BY  Mark SweneyPhillip Inman


The governor of the Bank of England has said that the UK now needs to do everything it can to rebuild its long-term trade relationship with the EU, after a breakthrough agreement with the US to reduce some of Donald Trump’s tariffs.

Andrew Bailey said that, while he would not pass judgment on the UK’s exit from the EU in early 2020, reversing the trade impact of Brexit would be “beneficial”.

The government is in talks with the EU – after moves by the prime minister, Keir Starmer, to “reset” trade relations since Labour came to power last year – before a summit in London in 10 days’ time where a new UK-EU partnership is expected to be unveiled.

“Having a more open economy to trade with the European Union … would be beneficial,” Bailey told the BBC, “because there has been a fall-off in goods trade with the EU over recent years.”

The EU remains the UK’s largest trading partner, but in sectors such as food and drink exports have fallen by more than a third since Brexit.

“It is important we do everything we can to ensure that whatever decisions are taken on the Brexit front do not damage the long-term trade position,” said Bailey. “So I hope that we can use this to start to rebuild that relationship.”

Earlier this week, the UK agreed a long-desired trade deal with India. Starmer described the agreement, which took more than three years of negotiations under successive governments, as a “landmark deal” that would cut tariffs and add £4.8bn a year to the UK economy by 2040.

Bailey said the UK’s deal-making was setting an important example to other countries. “It demonstrates that trade deals are important,” he said. “Trade deals can be done, and the trade is important … Honestly, it seems an unpromising landscape at times. But I hope that we can use these deals to rebuild the world trading system.”

The UK-US deal would benefit trade, even though tariffs on most British exports to the US would remain higher than they were before last month, he said later at an economics conference in Reykjavík, Iceland.

He aded: “It’s good news in a world where it will leave the effective tariff rate higher than it was before all of this started.”

Speaking at a conference hosted by the Icelandic central bank, Bailey said Threadneedle Street needed to be “nimble” in its response to developments in the global economy, especially as countries reacted to the increase in US import tariffs.

He said the Bank had maintained a target for inflation of 2% in good times and bad and proved to the public that the aim could be achieved in all economic weathers.

Bailey said: “We need no reminder that the global economic environment is likely to continue to be challenging – and less predictable – than it was in the past.

“So we need to adapt and develop to ensure that our processes are nimble and robust, and that our monetary policy decisions are communicated effectively, while ensuring that we continue to act methodically in response to inflationary pressures.”

On Thursday, the Bank cut interest rates by a quarter point to 4.25% to cushion the UK economy against the impact of rising global economic uncertainty.

The narrative from the Bank’s monetary policy committee, which accompanied the decision, indicated a reluctance to make further rate cuts without greater certainty that inflation would fall back to 2% within the next two years.
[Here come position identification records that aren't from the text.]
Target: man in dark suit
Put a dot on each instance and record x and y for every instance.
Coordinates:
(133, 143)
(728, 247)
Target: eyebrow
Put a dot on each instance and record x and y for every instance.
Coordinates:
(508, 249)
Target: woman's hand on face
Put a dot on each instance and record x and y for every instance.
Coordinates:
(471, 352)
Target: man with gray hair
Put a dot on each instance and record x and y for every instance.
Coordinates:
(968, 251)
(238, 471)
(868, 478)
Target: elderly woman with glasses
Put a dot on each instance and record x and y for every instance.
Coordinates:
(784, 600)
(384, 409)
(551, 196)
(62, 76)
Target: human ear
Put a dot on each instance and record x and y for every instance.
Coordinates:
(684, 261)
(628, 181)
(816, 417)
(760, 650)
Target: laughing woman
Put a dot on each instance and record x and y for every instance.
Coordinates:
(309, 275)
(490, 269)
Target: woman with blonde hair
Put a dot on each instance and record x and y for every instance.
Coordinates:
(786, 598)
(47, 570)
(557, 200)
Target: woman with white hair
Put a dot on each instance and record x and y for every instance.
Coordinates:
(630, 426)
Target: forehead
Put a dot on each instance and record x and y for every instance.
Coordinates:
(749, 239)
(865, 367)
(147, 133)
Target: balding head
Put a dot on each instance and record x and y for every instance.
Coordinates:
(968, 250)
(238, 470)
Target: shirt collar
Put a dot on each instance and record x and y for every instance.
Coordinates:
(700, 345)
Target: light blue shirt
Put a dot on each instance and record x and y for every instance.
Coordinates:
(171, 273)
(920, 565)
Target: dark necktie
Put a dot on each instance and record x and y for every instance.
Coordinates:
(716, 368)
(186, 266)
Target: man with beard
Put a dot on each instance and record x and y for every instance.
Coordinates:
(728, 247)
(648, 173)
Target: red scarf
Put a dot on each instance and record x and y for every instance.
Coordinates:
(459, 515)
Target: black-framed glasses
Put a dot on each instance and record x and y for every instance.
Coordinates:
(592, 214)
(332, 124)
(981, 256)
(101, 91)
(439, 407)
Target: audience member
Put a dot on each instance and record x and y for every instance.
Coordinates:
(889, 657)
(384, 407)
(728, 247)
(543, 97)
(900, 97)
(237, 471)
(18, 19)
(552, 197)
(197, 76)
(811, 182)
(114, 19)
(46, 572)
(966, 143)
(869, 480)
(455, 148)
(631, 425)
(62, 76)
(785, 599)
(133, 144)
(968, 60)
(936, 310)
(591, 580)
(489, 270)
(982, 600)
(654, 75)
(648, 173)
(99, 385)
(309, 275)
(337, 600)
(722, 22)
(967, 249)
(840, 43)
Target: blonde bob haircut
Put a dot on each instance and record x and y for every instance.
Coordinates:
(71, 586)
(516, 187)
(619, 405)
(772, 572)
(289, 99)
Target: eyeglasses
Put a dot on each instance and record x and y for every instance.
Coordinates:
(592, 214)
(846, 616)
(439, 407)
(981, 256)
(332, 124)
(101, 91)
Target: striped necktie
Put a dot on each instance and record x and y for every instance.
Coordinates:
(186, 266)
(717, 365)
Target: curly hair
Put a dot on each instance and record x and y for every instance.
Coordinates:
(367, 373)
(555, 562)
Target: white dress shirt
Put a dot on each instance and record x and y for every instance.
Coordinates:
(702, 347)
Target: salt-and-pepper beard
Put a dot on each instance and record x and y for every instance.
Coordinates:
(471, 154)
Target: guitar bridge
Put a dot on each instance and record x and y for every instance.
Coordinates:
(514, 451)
Inflation stood at 2.6% in March and is predicted to rise later this year.

Business groups and unions said they were dismayed that further rate cuts may not be imminent.

The British Chambers of Commerce (BCC) and the TUC said that the Bank’s economists underplayed the downturn and the need for cheaper borrowing to boost growth.

David Bharier, head of research at the BCC, said surveys showed small and medium-sized businesses’ confidence had fallen in response to “the twin developments of domestic tax rises and a global trade war”.

He said: “Many firms, desperate for financial respite, will be keen to see further rate cuts in the months ahead.”

The TUC said households needed greater support from lower interest rates.